Sunday, April 11, 2010

This is about Chris Grayling and B&B Owners

Well, I’m a bit late on this one, and it’s not really about Chris Grayling because I don’t know who he is, but by popular request I add a few lines on the vexed question of whether the owners of cheap hotels should be able to exclude homosexuals from their premises.

The simple answer is yes, of course they should, and it has to do with the very basis of freedom. To attempt to control the reasons for which people may or may not enter into agreements with each other, and by inevitable extension, to arrogate the power to determine, a posteriori, what those reasons were, is a serious attack on the freedom of the individual.

A few clarifications. Obviously if a booking has been accepted, a contract exists, and it’s too late to start adding conditions, unless the guest turns up in an unacceptable state. We’re not talking about that case. Nor is it a question, as some people have suggested, of allowing hoteliers to ignore the law. The question is about what the law should be. Also, if I were travelling with gay friends (yes, I have them, and I travel with them) and they were refused entry to a hotel or a bar for being gay I would be distinctly annoyed, but it’s a long way from feeling deeply my, and their, annoyance and discomfort, to making a law against whatever is deemed to have caused it. We are faced, every day, with people, situations, ideas, phrases, images, things, which we disagree with, which we don’t understand, which are disagreeable to us, which we would rather did not exist. To try to legislate them away is a possible last resort if it is absolutely necessary, but it’s a very bad place to start if we have any real regard for freedom.
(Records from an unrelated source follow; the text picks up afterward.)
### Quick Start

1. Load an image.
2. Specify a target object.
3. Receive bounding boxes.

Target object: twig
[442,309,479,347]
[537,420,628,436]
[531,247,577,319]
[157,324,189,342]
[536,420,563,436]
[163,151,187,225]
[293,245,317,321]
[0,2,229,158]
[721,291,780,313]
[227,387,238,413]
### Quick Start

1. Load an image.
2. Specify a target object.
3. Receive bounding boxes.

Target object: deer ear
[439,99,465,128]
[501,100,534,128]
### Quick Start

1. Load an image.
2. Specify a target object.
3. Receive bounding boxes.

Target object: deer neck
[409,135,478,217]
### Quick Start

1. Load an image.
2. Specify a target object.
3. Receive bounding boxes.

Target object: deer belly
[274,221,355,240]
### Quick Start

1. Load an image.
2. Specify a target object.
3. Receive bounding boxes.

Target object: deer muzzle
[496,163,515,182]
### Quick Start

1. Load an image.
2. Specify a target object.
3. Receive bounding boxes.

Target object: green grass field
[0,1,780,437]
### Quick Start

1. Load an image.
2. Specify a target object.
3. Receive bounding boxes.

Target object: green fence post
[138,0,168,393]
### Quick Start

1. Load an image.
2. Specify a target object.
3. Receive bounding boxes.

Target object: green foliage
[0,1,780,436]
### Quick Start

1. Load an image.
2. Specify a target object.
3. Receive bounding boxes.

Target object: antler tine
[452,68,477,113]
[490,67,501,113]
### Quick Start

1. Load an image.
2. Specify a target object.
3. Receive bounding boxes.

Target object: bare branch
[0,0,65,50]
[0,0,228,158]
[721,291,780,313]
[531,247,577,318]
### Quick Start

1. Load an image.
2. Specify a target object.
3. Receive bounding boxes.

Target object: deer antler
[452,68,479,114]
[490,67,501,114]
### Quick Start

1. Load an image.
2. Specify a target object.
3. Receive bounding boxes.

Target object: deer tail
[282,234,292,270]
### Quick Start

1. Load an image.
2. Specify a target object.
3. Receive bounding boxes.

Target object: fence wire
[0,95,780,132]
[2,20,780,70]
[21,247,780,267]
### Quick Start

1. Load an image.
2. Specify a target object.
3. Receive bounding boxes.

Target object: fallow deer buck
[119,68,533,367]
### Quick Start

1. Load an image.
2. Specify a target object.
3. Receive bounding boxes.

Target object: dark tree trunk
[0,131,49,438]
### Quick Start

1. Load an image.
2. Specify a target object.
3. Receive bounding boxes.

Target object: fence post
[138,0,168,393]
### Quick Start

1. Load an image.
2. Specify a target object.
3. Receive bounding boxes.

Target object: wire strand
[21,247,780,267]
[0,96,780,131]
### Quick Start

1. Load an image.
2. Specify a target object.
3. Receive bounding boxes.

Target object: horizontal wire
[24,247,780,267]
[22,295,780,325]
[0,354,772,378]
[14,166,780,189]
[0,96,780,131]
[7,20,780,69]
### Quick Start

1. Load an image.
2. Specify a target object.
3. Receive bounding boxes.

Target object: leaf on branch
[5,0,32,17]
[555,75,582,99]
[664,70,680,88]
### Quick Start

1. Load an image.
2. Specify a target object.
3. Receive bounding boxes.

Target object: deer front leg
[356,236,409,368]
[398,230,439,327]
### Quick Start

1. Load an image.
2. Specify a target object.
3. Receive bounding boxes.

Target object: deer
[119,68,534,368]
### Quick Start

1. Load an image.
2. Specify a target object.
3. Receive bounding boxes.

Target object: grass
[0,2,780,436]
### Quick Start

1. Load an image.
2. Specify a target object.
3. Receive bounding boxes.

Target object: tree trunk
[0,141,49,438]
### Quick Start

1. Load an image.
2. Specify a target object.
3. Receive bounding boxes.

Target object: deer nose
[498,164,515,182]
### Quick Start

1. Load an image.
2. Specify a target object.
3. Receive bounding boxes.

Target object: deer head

Once the emotive idea of ‘banning gays’ is turned into ‘the freedom to decide who you do and do not wish to deal with,’ which is what the argument is actually about, it becomes a lot clear. Not as clear as it should be, though, because a surprising number of people seem to have the idea that businesses should only be allowed to function, on sufferance, subject to rigorous constraints, after they have abased themselves sufficiently in begging permission to be allowed to exist. People were freely exchanging goods and services, making all parties wealthier, thousands of years before the sort of interference we tend to think of as normal, and the governments that do it, were ever thought of. Such restrictions are unnatural and, beyond ensuring that contracts are honoured and that goods are more or less as described, they create severe costs to the seller and no benefit to the buyer, since all such restrictions raise prices.

All businesses restrict the nature of the goods and services they offer to those they have chosen to specialise in. Most then restrict themselves further for a great variety of reasons, usually, but not always, commercial in nature. Similarly, many businesses deliberately limit their customers, for reasons that are not always commercial. We normally see no reason for shops, manufacturers or whatever to justify the way they limit their own business. In fact, we rarely even notice. And just because our attention is drawn to a particular case, and we disagree with the motives given by the owners for running their business in a particular way; just because the very existence of that decision of theirs may be a source of inconvenience or offence to some people, we should not imagine that the right thing to do is to try to ban it.

Our freedom depends on other people’s. We should respect it, and understand the benefits it brings us.

1 comment:

Vincent said...

Well said. I have no argument with what you have written. Oh well.